Nous avons déjà hâte d’y revenir, pour explorer les îles, certains sites que nous n’avons pas eu le temps de visiter et d’autres pays aux alentours comme la Malaisie ou Singapour.

Deux semaines en Thaïlande : train de la mort, pont de la rivière Kwaï et Bangkok photo 12

Deux semaines en Thaïlande : train de la mort, pont de la rivière Kwaï et Bangkok

Nous embarquons dans le bus pour 2h30 de trajet et arrivons vers 10h30 à la gare de Kanchanaburi. Au programme, une virée en train sur la ligne de chemin de fer de la mort. Rien à voir avec un train fantôme ou une descente à pic dans le train de la mine.

C’est à son histoire que cette ligne doit son nom funeste: elle a été construite pendant la seconde guerre mondiale par des prisonniers de guerre JEATH (from Japan, England, Australia, America, Thaïland, and Holland).

A cause de la maladie et des mauvais traitements qui leur ont été infligés durant la construction, des milliers d’hommes ont péri. Chaque traverse de chemin de fer représente un mort et la voie en compte plus de seize mille.

Nous embarquons dans le train (c’est la journée train !) et cours de notre itinéraire qui traverse rizières, plaines brûlées et champs de manioc.

Nous passons sur le fameux pont, rivière Kwaï d’un coté, flanc de falaise de l’autre.

Le trajet dure 1h30 dans la pampa thaï – ce qui un peu longuet étant donné que le passage sur le pont dure à peine quelques secondes.

Visite des ruines du sanctuaire cambodgien (khmer) de Muang Sing.

Arrivée a l’hôtel, situé au milieu de nulle part. On se jette dans l’immense piscine qui se trouve dans un parc donnant sur le rivière Kwaï. C’est superbe.

Ensuite, c’est soirée moustique : nous dinons sur la terrasse de l’hôtel et les moustiques virevoltent dans tous les sens, certains se crashant même dans notre curry.

Après une heure de bataille à se claquer les cuisses, nous capitulons et rejoignons notre chambre. L’anti moustique Insectes Écran semble les faire rigoler, tout comme le bracelet à la citronnelle.

Le lendemain, nous retournons au pont de la rivière Kwaï pour l’emprunter à pied, flâner au marché, visiter le musée de la guerre et parcourir la rivière en pirogue rapide à moteur.

C’est la pirogue la plus rapide au bord de laquelle nous ayons embarqué. Nous filons à fond les ballons, grisés par la vitesse.
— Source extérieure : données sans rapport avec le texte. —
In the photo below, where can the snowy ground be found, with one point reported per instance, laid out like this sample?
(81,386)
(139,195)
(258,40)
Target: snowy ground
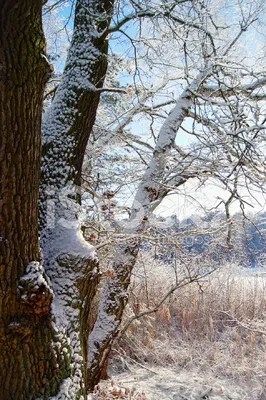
(167,383)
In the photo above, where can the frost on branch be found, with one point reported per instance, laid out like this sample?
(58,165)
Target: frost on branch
(35,291)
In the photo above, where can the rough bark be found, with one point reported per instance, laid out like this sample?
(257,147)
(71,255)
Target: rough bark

Vient ensuite la visite très intéressante de deux cimetières situés à côté, le cimetière thaï et le cimetière de guerre anglais. Nous nous perdons parmi les tombes des civils thaïs et chinois, réunies en un seul lieu, mais pourtant bien distinctes.

Les tombes thaïes ont la forme d’un chedi, tandis que les chinoises sont des stèles gravées. Des détritus jonchent le sol et l’entretien des tombes laisse à désirer, ce qui contraste pleinement avec le cimetière anglais, juste à côté.

IF

Les tombes sont bien alignées, fleuries et la pelouse est très bien tondue, détail qui réjouit considérablement Matt ! Nous apprécions cette petite promenade matinale : le silence des lieux nous apaise et nous ressentons la proximité de trois cultures pourtant très différentes.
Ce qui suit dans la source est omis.